The only ones who can tell with certainty

Re: The only ones who can tell with certainty
04/28/2015 - 10:22

Ok, thanks.

How can I check if the case number and movement number are matching. The movement seems to be marked in all the right places, but I am not sure if case and movement are matching?

 

regards

John

ooh that's agreat combo, love steel/RG together! Can you give me the
04/28/2015 - 10:37

case and movement numbers and I will check

Re: ooh that's agreat combo, love steel/RG together! Can you give me the
04/28/2015 - 11:17

Hi

 

movement is 437690, case is 273572

 

regards

John

numbers match a piece from 1946
04/29/2015 - 17:45

.

Re: numbers match a piece from 1946
04/29/2015 - 19:39

Ok and thanks

John

And don't forget the beautiful blue hands.
04/28/2015 - 13:11

Definitely the icing on that delicious cake!

Re: The only ones who can tell with certainty
04/30/2015 - 13:35

Forgive my ignorance but could someone please explain what the 2 small dials and all those small numbers just inside the bezel are for.

I'd imagine they are for seconds but why does anyone need 3?

Dave

This chronograph
04/30/2015 - 14:39

The subdial at 9 o'clock is the sub-seconds dial, which is always in motion when the watch is running.

The large, blue, seconds hand measures the seconds, and the subdial at 3 o'clock is a "totalizer", that measures up to 30 minutes of elapsed time when you activate the chronograph function.
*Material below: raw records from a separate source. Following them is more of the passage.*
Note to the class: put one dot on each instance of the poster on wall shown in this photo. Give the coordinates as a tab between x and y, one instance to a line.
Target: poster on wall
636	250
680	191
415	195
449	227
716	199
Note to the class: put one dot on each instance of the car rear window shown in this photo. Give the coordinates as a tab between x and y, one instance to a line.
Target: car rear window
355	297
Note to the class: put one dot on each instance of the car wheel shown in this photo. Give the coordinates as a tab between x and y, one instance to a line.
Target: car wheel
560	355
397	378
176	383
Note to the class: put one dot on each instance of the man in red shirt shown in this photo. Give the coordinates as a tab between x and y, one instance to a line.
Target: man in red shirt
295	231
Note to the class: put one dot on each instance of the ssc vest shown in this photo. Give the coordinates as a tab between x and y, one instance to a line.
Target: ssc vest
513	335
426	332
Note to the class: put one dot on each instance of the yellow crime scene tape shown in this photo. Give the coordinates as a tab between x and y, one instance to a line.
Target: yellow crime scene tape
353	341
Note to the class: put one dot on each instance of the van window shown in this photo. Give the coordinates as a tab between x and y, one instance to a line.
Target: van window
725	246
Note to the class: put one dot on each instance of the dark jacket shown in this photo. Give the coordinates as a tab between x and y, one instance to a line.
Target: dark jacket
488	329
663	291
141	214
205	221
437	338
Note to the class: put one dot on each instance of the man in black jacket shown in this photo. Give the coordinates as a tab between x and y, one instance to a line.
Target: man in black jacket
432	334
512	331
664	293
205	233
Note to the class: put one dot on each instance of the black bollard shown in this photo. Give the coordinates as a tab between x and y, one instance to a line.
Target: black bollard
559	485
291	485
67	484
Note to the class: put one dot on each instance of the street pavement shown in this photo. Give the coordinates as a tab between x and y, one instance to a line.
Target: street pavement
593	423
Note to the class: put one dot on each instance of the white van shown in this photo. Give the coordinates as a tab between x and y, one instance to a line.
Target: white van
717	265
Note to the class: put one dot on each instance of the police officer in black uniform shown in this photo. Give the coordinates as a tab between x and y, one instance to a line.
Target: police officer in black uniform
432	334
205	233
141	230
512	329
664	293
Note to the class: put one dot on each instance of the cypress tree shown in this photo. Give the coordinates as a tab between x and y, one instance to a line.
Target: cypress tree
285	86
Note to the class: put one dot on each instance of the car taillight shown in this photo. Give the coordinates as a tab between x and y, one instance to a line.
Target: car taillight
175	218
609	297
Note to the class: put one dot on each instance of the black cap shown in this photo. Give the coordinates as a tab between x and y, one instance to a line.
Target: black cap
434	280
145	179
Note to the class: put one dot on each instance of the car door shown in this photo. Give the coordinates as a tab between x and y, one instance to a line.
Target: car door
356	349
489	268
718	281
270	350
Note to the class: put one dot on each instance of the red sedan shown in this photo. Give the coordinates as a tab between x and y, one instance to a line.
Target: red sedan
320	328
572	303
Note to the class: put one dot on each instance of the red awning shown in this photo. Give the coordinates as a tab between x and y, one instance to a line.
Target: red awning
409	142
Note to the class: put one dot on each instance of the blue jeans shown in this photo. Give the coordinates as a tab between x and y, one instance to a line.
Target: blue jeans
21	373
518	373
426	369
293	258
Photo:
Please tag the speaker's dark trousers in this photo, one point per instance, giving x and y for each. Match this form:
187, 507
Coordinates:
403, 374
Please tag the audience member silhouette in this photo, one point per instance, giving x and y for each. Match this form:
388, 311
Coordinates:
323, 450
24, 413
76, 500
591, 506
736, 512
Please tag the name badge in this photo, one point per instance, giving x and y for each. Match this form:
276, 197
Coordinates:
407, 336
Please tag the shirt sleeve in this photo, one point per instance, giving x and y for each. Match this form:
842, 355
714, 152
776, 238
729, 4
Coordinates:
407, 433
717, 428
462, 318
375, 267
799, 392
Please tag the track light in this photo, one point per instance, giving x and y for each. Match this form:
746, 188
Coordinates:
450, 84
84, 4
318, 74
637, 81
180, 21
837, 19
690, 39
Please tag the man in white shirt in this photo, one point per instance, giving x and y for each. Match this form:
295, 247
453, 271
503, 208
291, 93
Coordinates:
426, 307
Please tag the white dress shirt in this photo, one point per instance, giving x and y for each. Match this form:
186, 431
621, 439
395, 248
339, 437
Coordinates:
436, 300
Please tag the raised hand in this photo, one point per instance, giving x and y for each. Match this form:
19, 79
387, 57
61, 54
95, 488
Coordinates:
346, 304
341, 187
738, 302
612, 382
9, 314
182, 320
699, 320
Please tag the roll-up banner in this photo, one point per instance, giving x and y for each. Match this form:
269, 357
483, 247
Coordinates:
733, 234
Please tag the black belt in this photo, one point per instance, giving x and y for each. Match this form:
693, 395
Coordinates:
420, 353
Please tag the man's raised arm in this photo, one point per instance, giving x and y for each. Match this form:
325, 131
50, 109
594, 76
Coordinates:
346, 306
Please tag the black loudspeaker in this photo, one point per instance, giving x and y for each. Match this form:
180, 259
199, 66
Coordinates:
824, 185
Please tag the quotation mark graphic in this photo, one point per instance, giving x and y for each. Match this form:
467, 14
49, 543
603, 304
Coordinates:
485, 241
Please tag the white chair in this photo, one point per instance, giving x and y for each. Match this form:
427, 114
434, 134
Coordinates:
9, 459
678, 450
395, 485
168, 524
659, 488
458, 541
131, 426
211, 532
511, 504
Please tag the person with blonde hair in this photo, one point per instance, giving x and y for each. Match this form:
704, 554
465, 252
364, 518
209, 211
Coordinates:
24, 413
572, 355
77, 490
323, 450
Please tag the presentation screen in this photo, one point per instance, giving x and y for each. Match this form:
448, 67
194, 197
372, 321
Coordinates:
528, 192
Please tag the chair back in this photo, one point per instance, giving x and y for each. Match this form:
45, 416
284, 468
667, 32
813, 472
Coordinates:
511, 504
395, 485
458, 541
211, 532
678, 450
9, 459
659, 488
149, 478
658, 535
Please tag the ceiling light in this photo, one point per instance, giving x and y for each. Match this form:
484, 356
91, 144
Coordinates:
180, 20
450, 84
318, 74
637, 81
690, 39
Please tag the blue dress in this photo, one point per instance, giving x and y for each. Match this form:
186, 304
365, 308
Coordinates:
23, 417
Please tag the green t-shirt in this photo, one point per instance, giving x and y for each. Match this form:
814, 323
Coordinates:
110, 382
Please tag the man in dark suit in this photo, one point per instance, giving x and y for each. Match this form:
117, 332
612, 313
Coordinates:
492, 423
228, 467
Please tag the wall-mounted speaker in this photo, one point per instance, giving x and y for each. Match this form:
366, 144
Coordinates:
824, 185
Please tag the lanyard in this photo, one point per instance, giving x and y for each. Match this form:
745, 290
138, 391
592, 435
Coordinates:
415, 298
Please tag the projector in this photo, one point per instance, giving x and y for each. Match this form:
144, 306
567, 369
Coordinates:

The printed scale around the circumference of this particular dial is a literal tachometer, (aka, a speedometer), measuring speed.  It is calibrated as Base 1000, so:

Imagine you want to time the speed of a car.  You activate the chrono when the car starts and stop the chrono after the car has travelled 1,000 meters. 

If the car completes the 1,000 meters in 60 seconds or less, than you can read the speed of the car directly from the calibration numbers printed around the circumference of the dial.

An example, say you travel 1,000 meters in exactly 60 seconds...the large seconds hand would make one complete revolution and point to "60", which would be 60km/hour (or 1km/minute).

If you travel 1,000 meters in less than 60 seconds, lets say 40 seconds, then your speed would be 90km/hour.

Re: This chronograph
04/30/2015 - 16:38

Hi Dan

Thank you for the explanation; I am now an enlightened one. ;-)

There is still much to learn; one of the nicest things about this blog is the willingness of members to share their knowledge.